You’re welcome. Once it’s done, you can observe if there are any effects.
The essence is tidboom. The reason is data issues. The SQL is slow SQL.
@db_user @tidb Enthusiast
I found a lot of slow SQL queries. I want to manually kill these processes to see if the CPU usage can decrease, but I encountered another problem. Using kill tidb + process ID doesn’t work. Related issue link: show processlist的进程号杀不掉,且sleep时间超过time_out的限制时间,为什么不断开 - #3,来自 Hi70KG - TiDB 的问答社区
If it happens on the corresponding instance (if you can’t kill it on TiDB using SQL), then it’s a bug. I resolved it by restarting the TiDB node.

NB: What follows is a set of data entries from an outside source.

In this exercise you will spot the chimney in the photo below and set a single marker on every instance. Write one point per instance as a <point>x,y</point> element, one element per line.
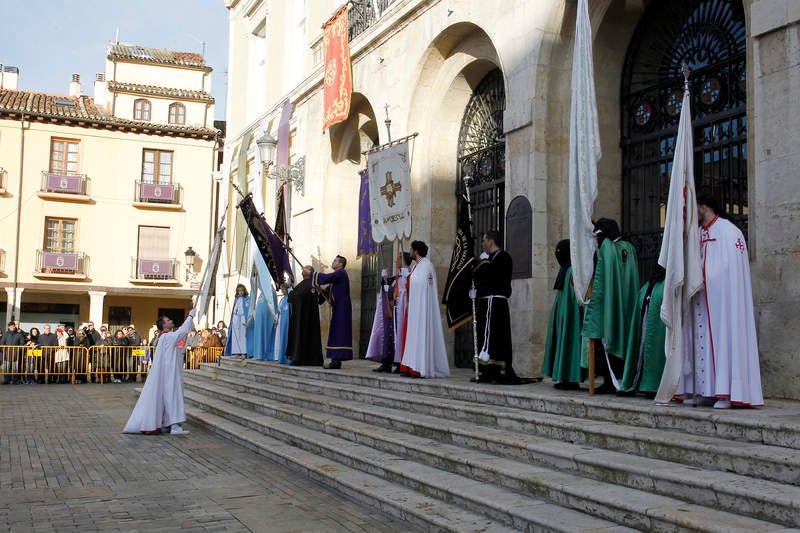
<point>9,77</point>
<point>75,85</point>
<point>100,86</point>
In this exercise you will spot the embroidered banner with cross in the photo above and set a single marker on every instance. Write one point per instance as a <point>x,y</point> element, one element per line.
<point>390,192</point>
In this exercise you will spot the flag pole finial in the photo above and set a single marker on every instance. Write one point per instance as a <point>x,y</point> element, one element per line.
<point>686,72</point>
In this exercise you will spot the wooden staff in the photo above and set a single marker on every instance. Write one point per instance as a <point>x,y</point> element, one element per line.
<point>590,347</point>
<point>472,293</point>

To handle slow SQL, you need to optimize it by adding indexes or changing the logic and writing of the SQL. In short, try to minimize the amount of data returned from TiKV to the TiDB server, or implement flow control on the frontend.
OK, I’ll try restarting that node tonight.
As long as the data operation has a slightly higher computational complexity, developers who can solve it with SQL resolutely do not want to write code to solve it. They will only say, why is the database performance so poor
Ask the leadership to communicate more with the developers. If operations and development are disconnected and each is busy with their own tasks, it will cause issues for both the application system and the database. Establish development standards, and ensure that development testing, stress testing, and DBA involvement are all part of the process.
Haha, everyone wants to take the easy way out.
This topic was automatically closed 60 days after the last reply. New replies are no longer allowed.